While the above article describes some of the mechanics of how the peg will be achieved for USDO, there is an inherently simple mechanism by which a hard peg will be established.

But first a primer on stable coins. While there are a variety of them we will for our purposes only review 2: sUSD (Synthetix) and DAI.

These are both synthetics, you lock in one asset and mint a new token that traces the price of something else (in this case the US Dollar).

The minted token is essentially a debt, and each minter is creating a Collateralized Debt Position.

The difference between DAI and sUSD is that the Debt position for DAI is distinct per minter while for sUSD it is a common debt pool.

There are several reasons why sUSD does a common debt pool. But one of the side effects it has is that it allows for a very hard peg (in theory superior to DAI).

If person A mints DAI by locking ETH and then onsells it to person B, then B cannot claim $1 worth of collateral. The CDP is owned by A and only A can unlock the collateral (while he remains overcollateralized).

On the other hand if A mints sUSD and sends it to B. B can redeem sUSD for $1 worth of SNX collateral.

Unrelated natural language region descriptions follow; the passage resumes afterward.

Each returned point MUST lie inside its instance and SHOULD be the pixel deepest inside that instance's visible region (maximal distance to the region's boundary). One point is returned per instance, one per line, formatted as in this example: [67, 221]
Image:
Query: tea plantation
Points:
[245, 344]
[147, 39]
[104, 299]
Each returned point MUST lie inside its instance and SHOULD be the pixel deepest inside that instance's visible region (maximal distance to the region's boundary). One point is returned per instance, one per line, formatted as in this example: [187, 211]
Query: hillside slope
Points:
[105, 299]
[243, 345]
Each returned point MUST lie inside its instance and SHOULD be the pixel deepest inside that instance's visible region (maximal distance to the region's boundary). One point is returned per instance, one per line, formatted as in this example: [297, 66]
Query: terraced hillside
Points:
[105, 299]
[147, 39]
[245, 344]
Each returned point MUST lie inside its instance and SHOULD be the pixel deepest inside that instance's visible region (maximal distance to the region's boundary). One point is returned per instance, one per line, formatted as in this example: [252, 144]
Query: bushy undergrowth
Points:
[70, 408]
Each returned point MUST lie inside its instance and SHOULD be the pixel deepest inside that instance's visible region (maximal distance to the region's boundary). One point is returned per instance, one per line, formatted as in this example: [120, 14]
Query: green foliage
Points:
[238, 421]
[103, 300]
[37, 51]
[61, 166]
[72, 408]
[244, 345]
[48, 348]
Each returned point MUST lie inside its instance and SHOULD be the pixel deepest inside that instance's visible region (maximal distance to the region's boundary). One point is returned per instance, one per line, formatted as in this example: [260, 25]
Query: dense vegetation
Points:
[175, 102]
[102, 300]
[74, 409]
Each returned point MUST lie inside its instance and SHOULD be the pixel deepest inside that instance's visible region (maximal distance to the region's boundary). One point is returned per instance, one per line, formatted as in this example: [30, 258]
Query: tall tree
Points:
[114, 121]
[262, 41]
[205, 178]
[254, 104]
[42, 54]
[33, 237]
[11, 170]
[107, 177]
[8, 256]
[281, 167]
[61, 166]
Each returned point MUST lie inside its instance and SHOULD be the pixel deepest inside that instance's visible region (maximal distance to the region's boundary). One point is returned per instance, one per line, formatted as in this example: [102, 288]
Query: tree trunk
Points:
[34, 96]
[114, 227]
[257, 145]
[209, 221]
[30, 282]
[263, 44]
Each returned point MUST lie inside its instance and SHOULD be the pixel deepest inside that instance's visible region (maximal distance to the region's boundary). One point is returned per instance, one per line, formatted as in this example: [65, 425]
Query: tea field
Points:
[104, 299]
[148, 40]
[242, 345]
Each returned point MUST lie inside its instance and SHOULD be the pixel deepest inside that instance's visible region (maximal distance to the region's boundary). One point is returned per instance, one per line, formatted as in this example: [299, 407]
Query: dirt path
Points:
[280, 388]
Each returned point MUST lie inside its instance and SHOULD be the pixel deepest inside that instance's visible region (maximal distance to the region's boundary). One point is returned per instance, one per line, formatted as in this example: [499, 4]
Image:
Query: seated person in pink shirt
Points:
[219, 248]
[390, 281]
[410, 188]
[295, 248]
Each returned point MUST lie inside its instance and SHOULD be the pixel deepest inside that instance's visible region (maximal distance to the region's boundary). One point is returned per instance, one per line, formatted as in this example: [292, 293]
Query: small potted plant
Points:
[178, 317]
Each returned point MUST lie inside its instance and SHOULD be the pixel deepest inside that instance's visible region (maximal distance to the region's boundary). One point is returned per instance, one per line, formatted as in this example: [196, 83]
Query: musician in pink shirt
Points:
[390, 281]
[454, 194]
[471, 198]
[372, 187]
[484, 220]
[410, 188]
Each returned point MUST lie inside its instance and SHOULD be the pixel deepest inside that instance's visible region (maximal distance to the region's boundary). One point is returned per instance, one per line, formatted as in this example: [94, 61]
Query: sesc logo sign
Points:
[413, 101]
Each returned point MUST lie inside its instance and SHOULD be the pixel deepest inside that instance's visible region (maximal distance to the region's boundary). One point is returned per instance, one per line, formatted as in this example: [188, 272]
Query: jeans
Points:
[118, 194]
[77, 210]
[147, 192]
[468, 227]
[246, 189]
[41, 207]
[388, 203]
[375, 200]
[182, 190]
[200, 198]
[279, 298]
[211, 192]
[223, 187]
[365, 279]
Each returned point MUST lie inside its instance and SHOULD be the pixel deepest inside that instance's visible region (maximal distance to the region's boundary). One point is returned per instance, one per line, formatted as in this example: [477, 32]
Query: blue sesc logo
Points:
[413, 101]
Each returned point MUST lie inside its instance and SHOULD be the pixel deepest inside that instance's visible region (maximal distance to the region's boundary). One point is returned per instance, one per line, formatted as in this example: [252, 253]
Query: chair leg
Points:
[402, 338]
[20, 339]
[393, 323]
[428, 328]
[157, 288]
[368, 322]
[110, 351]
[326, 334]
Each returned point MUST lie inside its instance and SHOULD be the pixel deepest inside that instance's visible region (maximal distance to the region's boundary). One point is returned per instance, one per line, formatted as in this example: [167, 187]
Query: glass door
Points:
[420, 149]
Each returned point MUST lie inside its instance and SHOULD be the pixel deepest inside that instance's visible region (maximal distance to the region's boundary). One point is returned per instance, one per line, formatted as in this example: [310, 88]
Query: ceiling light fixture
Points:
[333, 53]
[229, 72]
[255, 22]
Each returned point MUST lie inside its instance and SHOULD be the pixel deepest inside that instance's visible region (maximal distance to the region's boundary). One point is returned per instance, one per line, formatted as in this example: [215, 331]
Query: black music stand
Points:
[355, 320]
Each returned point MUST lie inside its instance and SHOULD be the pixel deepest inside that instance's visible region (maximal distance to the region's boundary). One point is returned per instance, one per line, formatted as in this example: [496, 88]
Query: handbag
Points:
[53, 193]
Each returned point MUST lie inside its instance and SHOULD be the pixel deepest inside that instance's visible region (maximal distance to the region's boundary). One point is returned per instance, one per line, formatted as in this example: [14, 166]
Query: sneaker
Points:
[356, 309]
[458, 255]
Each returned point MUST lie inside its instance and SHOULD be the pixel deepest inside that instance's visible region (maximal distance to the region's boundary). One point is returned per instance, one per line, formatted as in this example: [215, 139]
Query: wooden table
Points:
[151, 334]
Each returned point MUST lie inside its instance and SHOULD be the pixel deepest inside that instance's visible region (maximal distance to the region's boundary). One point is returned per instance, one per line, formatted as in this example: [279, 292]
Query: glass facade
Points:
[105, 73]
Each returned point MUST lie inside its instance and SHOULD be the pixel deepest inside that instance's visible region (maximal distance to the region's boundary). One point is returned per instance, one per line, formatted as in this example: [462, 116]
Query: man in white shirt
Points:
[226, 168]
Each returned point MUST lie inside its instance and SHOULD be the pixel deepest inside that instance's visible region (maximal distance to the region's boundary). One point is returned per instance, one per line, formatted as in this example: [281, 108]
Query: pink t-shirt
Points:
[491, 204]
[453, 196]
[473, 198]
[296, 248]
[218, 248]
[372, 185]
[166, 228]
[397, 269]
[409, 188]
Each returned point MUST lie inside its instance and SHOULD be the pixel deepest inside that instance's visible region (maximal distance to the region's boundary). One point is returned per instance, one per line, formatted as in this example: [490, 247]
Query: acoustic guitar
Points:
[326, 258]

This means that sUSD can be redeemed on demand, while DAI cannot, thus making sUSD a simpler and more effective solution.

DAI however historically has more volumes and often a better peg. There are operational reasons for this discrepancy which are beyond the scope of this article.

But at a very high level if your stable coin can always be redeemed for $1 worth of some other liquid asset, you have a very hard peg.

The USDO model is a bit similar to Maker with separate CDPs per user.

But there is still a way to achieve a hard peg.

On the minter module of OCP, USDO always is priced at $1. Regardless of what the market going rate may be.

At any given point in time, there is generally always a substantial amount of positions that are underwater.

This means you can acquire the collateral backing them by paying back the USDO. And you need not be the person who created the CDP.

So a simple bot that always buys USDO when it is below peg and liquidates underwater positions using it would be very profitable and always bring back the peg to where it should be.

This would lead to a hard peg.

It is plausible that there are no underwater positions and the peg is off. In that case the interest rates can be adjusted to bring it in sync.

But invariably there will always enough opportunities there to buy cheaper on market USDO and redeem it for $1 worth of collateral and thus pushing the peg to where it should be.